The design has sleeping accommodation for four people, with a single berth in the bow cabin, a drop down table that converts to a double berth in the main cabin and a quarter berth on the port side, under the cockpit. The galley is located on the port side just forward of the companionway ladder. The galley is equipped with a two-burner stove and a sink. The head is located in the bow cabin on the starboard side. Cabin headroom is 56 in.

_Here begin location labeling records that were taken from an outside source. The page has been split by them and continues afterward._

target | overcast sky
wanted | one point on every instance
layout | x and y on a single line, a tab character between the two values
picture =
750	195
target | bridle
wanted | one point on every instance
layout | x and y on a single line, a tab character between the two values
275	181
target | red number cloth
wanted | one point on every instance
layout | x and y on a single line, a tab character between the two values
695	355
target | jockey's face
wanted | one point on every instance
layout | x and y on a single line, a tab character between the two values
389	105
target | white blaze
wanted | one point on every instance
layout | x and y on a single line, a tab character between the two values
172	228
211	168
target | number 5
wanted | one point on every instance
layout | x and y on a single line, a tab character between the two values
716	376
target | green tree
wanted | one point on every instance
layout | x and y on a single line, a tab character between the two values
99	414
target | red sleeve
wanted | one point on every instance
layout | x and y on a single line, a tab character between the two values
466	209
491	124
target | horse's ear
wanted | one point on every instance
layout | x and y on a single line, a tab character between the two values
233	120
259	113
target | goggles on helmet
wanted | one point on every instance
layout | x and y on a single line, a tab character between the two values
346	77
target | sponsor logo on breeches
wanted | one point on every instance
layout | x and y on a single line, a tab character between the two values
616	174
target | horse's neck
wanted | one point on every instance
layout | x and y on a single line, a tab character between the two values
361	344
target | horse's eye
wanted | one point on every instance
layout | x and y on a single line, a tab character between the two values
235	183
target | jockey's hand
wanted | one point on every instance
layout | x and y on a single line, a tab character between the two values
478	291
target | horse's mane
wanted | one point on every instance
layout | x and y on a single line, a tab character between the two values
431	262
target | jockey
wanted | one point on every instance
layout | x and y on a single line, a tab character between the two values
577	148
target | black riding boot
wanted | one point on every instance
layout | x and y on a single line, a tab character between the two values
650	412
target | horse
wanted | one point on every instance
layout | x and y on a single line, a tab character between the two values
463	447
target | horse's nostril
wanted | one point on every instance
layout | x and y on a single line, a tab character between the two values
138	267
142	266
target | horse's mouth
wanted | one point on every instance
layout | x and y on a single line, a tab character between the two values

The design has a PHRF racing average handicap of 234 and a hull speed of 5.79 kn.

==Reception==
In a 2010 review Steve Henkel wrote, "best features: Her layout is very intriguing for a mere 21-footer, encompassing at least two single berths and a double, a dinette, a hanging locker, and a head that, though lacking a door, is virtually 'enclosed' in the forepeak, (The literature we have says she has berths for five, but we can't find the fifth one.) With her fully retracting high-aspect centerboard, and drawing only 1' 2" with the board up, she should be easy to launch and retrieve from a trailer. Worst features: The drawings seem to indicate that the centerboard is relatively light, perhaps 100 to 200 pounds at most. If so, the ballast, which is reported to be 750 pounds, must be located not far below the waterline, which would seem to make it relatively ineffective."